Outside of inheritance there are a number of factors that can lead to different forms of colour blindness. These potential causes include:
- Cataracts - The clouding of the eye’s natural lens that occurs with cataracts can lead to deficiencies in colour vision, ranging from a general washed out colour palette to more specific difficulties perceiving some hues. This vision deficiency is curable through surgery
- Solvents - Long term exposure to some solvents has shown to increase anomalies with colour vision, especially in the blue-yellow spectrum.
- Medication - Some medications can reduce colour perception while it is being taken. The anti-seizure drug, tiagabine, is an example of one such medication and has shown to temporarily impair colour vision in around 40% of people taking it.
- Head Trauma - Damage to the brain or retina caused by injury can lead to colour vision deficiency.
- Age-related Macular Degeneration - A tiny central section of the macula known as the fovea contains the highest number of cones in the retina. This concentration of cones is responsible for the majority of detailed colour perception. Damage to the macula due to degeneration can affect the retina’s ability to perceive colours.
- Disease - A number of diseases, including degenerative eye diseases like AMD, LHON (Leber’s Hereditary Optic Neuropathy), glaucoma, diabetic retinitis and retinitis pigmentosa, and others such as Parkinson’s disease, Alzheimer’s disease, sickle cell anemia, multiple sclerosis and chronic alcoholism can all lead to either eye damage or changes in the brain causing forms of colour blindness.
- Age - Age related damage to retinal cells can also lead to difficulties differentiating between colours.
“Simple” colour vision deficiency is relatively safe. You’re typically born with it, and it doesn’t change as you grow up and age. So if you do notice any changes to your colour vision, you really should check with your optometrist, as there may be more serious underlying changes that may need treating.

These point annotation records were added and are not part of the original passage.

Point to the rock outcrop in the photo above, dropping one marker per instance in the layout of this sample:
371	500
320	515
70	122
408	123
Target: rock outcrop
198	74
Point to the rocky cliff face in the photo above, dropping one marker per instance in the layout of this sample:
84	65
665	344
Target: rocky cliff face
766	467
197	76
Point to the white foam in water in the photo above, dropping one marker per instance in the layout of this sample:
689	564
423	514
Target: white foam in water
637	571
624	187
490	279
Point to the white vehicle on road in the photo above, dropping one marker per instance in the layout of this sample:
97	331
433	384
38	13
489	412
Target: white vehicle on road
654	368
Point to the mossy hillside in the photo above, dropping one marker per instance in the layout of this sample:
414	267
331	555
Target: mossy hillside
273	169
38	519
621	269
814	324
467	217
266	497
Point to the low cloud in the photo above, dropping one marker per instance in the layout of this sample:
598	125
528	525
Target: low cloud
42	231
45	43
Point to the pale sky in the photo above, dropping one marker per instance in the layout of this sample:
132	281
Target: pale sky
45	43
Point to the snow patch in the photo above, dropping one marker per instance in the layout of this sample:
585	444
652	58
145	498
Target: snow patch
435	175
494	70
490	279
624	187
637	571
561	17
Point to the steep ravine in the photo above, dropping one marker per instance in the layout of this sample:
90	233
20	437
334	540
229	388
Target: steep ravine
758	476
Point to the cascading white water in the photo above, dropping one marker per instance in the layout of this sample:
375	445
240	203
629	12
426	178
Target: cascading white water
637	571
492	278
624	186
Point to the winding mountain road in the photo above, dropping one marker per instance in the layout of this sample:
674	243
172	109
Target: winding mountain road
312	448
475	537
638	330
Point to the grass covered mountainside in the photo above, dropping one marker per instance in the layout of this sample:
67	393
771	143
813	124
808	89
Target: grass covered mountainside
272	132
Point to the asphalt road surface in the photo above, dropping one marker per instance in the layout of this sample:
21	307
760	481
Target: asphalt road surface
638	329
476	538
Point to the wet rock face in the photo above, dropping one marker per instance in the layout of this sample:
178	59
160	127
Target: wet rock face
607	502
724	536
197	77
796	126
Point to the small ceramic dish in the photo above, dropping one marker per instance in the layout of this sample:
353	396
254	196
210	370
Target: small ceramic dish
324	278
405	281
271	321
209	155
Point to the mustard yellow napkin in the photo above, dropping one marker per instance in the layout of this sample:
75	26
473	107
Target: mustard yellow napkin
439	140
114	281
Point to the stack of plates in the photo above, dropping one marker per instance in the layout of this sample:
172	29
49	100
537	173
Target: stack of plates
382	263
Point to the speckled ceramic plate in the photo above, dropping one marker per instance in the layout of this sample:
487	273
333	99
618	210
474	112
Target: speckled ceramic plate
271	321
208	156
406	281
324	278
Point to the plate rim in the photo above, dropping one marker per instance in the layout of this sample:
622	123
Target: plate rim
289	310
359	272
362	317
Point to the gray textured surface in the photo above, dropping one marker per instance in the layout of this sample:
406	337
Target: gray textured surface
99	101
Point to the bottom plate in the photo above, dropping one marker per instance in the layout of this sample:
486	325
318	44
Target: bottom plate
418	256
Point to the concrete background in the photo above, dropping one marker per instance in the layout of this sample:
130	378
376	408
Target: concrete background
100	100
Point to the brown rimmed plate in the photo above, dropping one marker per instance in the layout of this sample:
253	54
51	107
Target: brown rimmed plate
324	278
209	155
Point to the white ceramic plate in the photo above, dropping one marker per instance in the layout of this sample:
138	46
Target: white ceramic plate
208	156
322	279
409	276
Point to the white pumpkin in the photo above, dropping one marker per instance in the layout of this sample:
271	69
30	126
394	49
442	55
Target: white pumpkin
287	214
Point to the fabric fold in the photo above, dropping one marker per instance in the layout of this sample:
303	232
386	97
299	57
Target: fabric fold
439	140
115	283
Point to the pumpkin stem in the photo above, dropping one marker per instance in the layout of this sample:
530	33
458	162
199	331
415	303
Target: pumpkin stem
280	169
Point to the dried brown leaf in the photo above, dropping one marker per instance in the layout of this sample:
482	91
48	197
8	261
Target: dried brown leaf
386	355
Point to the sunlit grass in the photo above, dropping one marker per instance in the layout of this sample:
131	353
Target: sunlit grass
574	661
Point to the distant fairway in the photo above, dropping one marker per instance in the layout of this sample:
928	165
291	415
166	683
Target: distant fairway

Treatment for an Living With Colour Vision Deficiency
There is no current cure for hereditary colour vision deficiency, but there is a potential genetic treatment still undergoing testing. Gene therapy has been shown to have a positive effect on red-green colour blindness in adult primates , but it will still be some time before human trials.
For some people, vivid colour vision can be achieved through the use of special lenses that filter wavelengths of light giving users the ability to more easily differentiate between colours giving them the ability to perceive colour in a much clearer way. While not necessarily a “cure” for colour vision deficiency, being able to better understand the differences between hues allows people with the condition to do some things that people with typical colour vision take for granted.